Лу. В октябре 1912года мы вместе с Элен Дельп, моей подругой – актрисой труппы великого Макса Рейнхарда36, с которой я познакомилась года за два до этого, – отправились в Вену. Там мы собирались посещать лекции Фрейда, участвовать в дискуссиях Венского психоаналитического общества, а также посетить заседания группы Адлера. Выглядывая из окон вагона, подъезжающего к Вене, мы с Элен думали об одном и том же: наконец-то всё полностью определилось, то есть мы были уже на месте, оставалось только гадать: что же теперь с нами произойдёт? С нами приключился забавный случай: при самых первых попытках поиска жилья я натолкнулась на одного знакомого. Он сообщил мне о как раз сегодня начинающемся курсе лекций Фрейда. Квартира Фрейда, где я получала пропуск на лекции, оказалась совсем рядом; а сама аудитория (психиатрической клиники), которую я разыскивала в университете, вообще оказалась в нескольких шагах от дверей выбранного нами для проживания отеля «Цита». И всего немного далее находился ресторан фрейдистов, куда они отправлялись после прослушанной лекции: хорошо всем известный «Альте Эльстер». – Такое начало вызывало в памяти что-то родное.

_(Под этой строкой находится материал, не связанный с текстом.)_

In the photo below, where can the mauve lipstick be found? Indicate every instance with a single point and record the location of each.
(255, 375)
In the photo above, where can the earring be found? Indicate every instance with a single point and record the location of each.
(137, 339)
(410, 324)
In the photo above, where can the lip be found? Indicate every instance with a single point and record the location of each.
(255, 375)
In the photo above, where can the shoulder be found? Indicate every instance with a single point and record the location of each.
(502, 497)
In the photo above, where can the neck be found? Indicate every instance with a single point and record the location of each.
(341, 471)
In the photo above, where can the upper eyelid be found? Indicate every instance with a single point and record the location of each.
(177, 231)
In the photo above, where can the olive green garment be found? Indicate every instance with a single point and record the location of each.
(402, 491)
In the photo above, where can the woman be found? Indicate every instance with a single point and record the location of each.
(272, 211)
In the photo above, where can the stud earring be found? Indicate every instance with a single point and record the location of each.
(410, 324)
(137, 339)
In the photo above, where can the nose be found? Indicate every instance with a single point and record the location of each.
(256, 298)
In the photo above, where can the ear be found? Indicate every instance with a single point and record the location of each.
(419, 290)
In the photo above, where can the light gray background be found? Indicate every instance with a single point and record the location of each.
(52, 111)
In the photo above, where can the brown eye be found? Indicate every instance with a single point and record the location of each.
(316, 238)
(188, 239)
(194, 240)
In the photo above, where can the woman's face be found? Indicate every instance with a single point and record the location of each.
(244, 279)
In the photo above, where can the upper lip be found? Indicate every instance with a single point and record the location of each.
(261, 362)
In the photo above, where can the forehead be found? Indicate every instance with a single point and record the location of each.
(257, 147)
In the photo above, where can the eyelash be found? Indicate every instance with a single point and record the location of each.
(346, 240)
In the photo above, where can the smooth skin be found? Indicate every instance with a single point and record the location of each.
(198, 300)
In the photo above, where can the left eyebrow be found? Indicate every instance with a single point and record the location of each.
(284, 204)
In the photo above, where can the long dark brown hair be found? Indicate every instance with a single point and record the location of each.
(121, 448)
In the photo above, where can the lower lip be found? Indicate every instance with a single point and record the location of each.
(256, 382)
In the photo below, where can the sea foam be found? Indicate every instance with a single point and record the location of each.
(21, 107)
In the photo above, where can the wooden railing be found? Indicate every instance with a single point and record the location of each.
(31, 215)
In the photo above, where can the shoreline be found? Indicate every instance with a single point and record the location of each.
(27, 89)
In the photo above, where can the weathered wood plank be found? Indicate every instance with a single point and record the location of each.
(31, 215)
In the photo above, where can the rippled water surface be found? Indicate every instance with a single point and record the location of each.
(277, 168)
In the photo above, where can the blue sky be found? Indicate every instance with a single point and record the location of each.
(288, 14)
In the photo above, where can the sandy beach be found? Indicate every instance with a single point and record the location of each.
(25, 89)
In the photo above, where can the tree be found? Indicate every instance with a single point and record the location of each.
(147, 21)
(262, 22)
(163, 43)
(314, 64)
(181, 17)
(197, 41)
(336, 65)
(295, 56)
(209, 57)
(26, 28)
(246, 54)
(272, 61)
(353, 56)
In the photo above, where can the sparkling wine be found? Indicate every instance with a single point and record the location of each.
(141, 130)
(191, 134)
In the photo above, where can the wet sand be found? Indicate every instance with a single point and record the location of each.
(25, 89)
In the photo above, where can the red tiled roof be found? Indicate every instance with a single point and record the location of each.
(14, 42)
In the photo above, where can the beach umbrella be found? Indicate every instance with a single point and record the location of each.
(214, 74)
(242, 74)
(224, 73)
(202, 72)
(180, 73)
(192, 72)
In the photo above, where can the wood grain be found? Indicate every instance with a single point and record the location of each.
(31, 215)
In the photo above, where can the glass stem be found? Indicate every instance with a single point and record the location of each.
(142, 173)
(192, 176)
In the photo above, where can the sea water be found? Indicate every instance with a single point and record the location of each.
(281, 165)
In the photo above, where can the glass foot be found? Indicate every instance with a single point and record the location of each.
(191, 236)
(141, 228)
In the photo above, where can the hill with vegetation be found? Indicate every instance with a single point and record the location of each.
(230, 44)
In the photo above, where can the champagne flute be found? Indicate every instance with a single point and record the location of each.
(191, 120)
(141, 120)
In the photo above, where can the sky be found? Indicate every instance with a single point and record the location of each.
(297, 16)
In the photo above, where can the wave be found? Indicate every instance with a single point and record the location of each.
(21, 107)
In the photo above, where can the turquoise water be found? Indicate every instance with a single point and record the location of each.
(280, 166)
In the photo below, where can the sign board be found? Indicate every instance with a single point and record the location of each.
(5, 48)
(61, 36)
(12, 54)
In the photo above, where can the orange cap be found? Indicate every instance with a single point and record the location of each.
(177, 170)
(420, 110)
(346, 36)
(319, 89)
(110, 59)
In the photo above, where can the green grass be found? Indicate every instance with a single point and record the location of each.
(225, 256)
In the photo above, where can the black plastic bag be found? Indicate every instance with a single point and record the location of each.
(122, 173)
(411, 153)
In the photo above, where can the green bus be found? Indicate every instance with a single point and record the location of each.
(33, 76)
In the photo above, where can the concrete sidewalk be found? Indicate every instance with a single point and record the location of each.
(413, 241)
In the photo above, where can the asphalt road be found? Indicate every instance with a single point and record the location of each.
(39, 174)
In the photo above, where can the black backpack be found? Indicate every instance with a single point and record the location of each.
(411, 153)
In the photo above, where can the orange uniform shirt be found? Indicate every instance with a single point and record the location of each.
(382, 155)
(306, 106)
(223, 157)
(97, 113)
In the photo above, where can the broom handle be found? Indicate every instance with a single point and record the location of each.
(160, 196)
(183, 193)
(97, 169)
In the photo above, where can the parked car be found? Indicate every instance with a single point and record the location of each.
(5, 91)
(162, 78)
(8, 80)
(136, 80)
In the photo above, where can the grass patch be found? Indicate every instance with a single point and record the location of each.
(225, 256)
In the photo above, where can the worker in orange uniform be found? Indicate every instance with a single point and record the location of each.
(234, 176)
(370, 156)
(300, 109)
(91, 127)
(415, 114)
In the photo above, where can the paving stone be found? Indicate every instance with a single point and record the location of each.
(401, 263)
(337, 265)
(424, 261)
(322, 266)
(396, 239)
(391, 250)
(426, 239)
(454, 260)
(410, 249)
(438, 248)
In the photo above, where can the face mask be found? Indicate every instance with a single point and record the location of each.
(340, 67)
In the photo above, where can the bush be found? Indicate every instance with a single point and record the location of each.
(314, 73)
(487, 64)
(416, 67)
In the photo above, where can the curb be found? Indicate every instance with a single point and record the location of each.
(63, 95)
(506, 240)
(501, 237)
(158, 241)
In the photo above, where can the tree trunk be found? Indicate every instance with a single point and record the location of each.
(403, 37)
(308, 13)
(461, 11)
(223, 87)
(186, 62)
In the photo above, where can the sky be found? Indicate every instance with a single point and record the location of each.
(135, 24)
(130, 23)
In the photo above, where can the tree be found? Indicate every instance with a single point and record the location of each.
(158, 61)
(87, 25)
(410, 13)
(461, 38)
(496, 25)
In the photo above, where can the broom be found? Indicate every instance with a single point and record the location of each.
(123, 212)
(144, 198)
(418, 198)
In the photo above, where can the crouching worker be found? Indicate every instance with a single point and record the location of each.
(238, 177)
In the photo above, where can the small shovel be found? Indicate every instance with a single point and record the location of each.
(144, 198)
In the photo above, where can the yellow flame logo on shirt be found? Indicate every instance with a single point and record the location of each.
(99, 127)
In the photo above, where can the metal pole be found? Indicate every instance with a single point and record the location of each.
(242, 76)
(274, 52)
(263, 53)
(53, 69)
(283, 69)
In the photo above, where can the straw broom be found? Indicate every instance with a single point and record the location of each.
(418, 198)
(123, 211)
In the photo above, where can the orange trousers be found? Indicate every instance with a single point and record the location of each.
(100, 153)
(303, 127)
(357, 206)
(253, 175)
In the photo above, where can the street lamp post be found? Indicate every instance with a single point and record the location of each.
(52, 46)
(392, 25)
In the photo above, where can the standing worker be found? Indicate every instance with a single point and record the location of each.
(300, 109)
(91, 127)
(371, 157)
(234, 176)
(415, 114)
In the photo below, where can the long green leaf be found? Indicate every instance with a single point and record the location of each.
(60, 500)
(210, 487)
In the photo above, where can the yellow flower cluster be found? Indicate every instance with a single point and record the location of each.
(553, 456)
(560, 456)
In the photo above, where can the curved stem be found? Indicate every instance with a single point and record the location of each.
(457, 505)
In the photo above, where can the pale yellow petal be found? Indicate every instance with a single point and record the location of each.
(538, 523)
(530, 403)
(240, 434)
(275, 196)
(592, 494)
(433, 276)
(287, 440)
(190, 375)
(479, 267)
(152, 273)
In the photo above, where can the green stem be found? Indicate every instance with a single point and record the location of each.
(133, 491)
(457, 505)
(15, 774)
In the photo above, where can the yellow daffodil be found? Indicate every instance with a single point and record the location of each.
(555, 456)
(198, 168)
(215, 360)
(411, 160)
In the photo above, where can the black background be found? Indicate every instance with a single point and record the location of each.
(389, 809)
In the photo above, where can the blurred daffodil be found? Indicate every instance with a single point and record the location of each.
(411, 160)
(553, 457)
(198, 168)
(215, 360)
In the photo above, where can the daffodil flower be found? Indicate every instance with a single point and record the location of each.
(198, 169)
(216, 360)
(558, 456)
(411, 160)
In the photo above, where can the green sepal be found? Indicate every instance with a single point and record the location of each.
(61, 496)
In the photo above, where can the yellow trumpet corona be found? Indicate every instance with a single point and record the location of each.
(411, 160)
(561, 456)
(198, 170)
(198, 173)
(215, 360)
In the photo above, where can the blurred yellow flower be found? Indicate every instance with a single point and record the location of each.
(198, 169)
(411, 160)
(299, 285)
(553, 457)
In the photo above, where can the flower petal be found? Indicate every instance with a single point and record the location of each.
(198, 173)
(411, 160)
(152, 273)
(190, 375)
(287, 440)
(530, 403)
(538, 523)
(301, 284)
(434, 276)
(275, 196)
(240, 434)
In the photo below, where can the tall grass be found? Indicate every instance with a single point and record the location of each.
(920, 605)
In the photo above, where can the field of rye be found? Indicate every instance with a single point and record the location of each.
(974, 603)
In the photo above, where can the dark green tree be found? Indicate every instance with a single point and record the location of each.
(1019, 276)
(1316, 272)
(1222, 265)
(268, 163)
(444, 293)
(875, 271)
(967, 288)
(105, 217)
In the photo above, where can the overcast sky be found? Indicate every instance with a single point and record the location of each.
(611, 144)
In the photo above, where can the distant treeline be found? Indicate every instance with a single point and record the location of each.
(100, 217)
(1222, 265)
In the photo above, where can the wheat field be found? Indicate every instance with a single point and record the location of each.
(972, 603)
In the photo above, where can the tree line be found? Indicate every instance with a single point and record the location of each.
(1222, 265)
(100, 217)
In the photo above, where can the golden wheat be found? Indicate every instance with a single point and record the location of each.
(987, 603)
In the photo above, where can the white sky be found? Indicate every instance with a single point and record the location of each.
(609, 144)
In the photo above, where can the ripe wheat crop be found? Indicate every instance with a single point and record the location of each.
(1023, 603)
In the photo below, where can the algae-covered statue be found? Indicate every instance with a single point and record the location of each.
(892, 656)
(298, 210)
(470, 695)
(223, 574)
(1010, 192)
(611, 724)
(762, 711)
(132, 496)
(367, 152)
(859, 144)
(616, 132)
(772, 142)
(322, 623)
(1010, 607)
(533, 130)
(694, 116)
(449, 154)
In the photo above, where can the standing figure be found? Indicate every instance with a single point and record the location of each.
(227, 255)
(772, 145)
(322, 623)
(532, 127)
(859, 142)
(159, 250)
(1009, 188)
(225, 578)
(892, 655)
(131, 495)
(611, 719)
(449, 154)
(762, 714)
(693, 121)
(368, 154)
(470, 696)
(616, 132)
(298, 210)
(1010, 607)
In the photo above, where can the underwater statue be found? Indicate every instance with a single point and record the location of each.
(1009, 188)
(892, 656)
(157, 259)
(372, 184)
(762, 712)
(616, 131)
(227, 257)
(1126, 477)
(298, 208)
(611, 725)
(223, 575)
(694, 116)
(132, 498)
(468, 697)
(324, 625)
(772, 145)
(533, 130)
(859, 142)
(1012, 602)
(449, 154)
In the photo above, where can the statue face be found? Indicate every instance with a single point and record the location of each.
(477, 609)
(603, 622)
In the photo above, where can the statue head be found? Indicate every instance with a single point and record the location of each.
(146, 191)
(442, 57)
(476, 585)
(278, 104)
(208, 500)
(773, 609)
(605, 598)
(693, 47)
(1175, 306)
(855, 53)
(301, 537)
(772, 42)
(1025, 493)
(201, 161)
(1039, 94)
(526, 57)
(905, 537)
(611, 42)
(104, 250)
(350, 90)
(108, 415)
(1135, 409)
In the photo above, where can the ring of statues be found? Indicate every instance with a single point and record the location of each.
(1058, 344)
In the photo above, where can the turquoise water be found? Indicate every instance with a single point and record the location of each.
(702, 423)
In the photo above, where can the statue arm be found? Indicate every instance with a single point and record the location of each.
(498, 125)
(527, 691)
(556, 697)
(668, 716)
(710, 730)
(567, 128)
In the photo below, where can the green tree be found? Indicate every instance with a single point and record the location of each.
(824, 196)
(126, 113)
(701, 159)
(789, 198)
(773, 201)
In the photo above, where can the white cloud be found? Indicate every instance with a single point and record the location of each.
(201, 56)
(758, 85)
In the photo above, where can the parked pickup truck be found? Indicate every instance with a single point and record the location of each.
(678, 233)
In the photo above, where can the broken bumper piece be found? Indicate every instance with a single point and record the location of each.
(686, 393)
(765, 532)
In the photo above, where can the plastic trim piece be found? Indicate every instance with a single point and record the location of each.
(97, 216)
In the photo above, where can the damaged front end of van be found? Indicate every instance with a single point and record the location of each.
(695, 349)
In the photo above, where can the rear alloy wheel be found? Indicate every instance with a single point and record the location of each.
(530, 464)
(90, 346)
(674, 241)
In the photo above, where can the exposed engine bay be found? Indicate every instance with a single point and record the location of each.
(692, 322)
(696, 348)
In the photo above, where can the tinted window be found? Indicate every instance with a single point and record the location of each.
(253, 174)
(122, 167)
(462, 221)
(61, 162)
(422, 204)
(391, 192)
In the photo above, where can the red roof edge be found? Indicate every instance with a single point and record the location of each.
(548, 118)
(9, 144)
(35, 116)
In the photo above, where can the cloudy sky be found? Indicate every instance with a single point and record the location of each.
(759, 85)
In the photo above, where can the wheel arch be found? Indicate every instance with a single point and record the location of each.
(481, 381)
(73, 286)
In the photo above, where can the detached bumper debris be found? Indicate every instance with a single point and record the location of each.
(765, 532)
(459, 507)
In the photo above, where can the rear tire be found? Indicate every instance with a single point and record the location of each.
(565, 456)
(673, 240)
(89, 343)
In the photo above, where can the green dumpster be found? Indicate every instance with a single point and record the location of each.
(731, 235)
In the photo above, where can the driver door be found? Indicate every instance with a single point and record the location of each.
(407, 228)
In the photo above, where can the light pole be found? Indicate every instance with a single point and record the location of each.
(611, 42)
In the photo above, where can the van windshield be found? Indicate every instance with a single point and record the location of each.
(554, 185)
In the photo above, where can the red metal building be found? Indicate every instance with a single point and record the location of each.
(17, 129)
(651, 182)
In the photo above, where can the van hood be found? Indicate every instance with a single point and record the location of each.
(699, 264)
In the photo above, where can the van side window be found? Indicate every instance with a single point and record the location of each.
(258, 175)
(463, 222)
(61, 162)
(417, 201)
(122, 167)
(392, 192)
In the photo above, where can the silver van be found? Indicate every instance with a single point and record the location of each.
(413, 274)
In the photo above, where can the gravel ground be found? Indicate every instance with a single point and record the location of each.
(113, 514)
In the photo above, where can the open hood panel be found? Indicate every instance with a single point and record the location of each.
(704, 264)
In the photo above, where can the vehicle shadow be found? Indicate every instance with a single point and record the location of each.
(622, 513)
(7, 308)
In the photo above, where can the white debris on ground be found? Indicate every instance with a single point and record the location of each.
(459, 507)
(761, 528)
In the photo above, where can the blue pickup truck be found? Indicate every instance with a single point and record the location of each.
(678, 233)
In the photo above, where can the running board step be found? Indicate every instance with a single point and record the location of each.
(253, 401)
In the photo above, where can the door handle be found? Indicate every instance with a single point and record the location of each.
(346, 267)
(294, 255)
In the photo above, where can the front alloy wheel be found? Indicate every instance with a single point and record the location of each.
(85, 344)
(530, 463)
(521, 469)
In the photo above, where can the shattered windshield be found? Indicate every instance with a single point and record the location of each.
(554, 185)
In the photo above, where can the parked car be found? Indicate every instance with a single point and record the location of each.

Цикл лекций Фрейда имел название «Отдельные главы из учения о психоанализе» и проходил в большой аудитории психиатрической клиники по субботам с 7 до 9 часов; для участия достаточно было «персонально уведомить лектора о своём желании». Когда я предстала перед Фрейдом в Вене, он опять, как и в первый раз, от души посмеялся надо мной, наивной, так как я сообщила ему, что собираюсь заниматься еще и с Альфредом Адлером, превратившимся в его смертельного врага. Он добродушно согласился с этим при условии, что я не стану упоминать о нем там, а об Адлере, наоборот, здесь, в его окружении. В результате Фрейд узнал о моем выходе из кружка Адлера только несколько месяцев спустя.
Это позволило мне без всяких угрызений совести нанести визит к Адлеру. Я должна была сама понять суть их разногласий с Фрейдом и тогда уже принимать решение, на чьей я стороне. Адлер был удивительно любезен и разумен. Меня раздражали только две вещи: то, что он уж слишком не по-деловому, затрагивая личность Фрейда, говорил о существующих между ними несогласиях. А, кроме того, то, что он выглядел как карапуз. Словно ему так и не удалось дорасти до чего-то большего.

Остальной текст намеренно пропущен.